Un sujet pas si nouveau
Il y a à peine plus de dix ans, Jean-Pascal Assailly, chercheur à l’IFSTTAR (Institut Français des Sciences et Technologies des Transports, de l’Aménagement et des Réseaux) et expert mondialement reconnu de l’éducation routière, donnait une interview au magazine GEO. Dans l’entretien, il évoquait l’arrivée de l’éco-conduite dans les programmes, suite au Grenelle de l’environnement, comme un « dossier provisoire », qui disparaîtrait avec l’arrivée des moteurs propres et des voitures électriques. A la même époque, le magazine indiquait que peu d’inspecteurs des permis de conduire étaient formés pour évaluer l’éco-conduite, et que cela était un frein à la formation des jeunes. Pourtant, la préconisation se trouvait déjà dans le rapport Lebrun en 2008…
Force est de constater que, douze ans plus tard, le sujet est d’actualité et que la demande va même croissant. A la fois dans les entreprises et chez les particuliers, de plus en plus de conducteurs apprennent à devenir plus économique et plus écologique dans leur usage de la route.
Et à l’auto-école ?
Les enseignants de la conduite se forment eux aussi, mais à une cadence lente.
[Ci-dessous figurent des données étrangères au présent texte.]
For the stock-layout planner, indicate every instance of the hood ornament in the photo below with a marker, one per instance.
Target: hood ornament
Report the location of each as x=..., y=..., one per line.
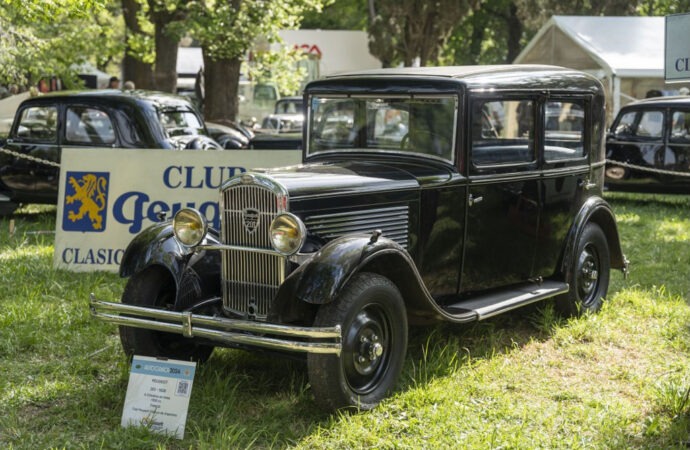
x=250, y=219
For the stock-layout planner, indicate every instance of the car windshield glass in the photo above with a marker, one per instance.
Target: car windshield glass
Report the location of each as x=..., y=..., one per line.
x=423, y=125
x=180, y=123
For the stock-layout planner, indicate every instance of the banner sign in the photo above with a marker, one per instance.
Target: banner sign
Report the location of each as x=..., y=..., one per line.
x=677, y=52
x=107, y=196
x=158, y=394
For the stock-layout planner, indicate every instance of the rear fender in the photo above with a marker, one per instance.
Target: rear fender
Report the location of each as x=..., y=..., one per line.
x=595, y=210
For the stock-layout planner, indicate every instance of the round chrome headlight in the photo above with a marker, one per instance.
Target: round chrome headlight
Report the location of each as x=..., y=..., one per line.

En cause: le risque de voir leurs candidats ajournés à l’examen pratique du permis de conduire s’ils pratiquent l’éco-conduite ! La grande majorité des IPCSR (inspecteurs des permis de conduire et de la sécurité routière) ne connaît pas les principes de l’éco-conduite, et n’apprécie pas son application durant les examens, alors que pourtant il y a un point bonus à gagner si l’on conduit éco…
La problématique est simple: les auto-écoles doivent faire un choix. Soit elles forment des éco-conducteurs (auquel cas ils pratiqueront l’éco-conduite à l’examen), soit elles forment des conducteurs à l’ancienne et rajoutent un module d’éco-conduite (auquel cas ils pourront, en fonction de l’inspecteur, pratiquer éco-conduite ou conduite énergivore). La deuxième solution présente deux inconvénients majeurs: l’allongement de la formation (et donc l’augmentation de son coût) et l’enseignement d’une pratique non-vertueuse, qu’il serait souhaitable de voir disparaître rapidement.
Dans l’impasse…
Voilà tout le paradoxe, face auquel certains seront tentés d’ironiser à l’aide d’un « c’est très français ! ». L’Etat voudrait que tout les apprentis conducteurs deviennent des éco-citoyens de la route, mais ses inspecteurs ne le permettent pas… En tout cas pas pour l’instant. La balle est dans le camp du Ministre de l’Intérieur, puisque ce n’est plus le Ministère de l’Ecologie et des Transports qui est en charge de l’éducation routière depuis quelques années. Aura-t-on la volonté politique et mettra-t-on les moyens pour mettre à niveau les IPCSR ?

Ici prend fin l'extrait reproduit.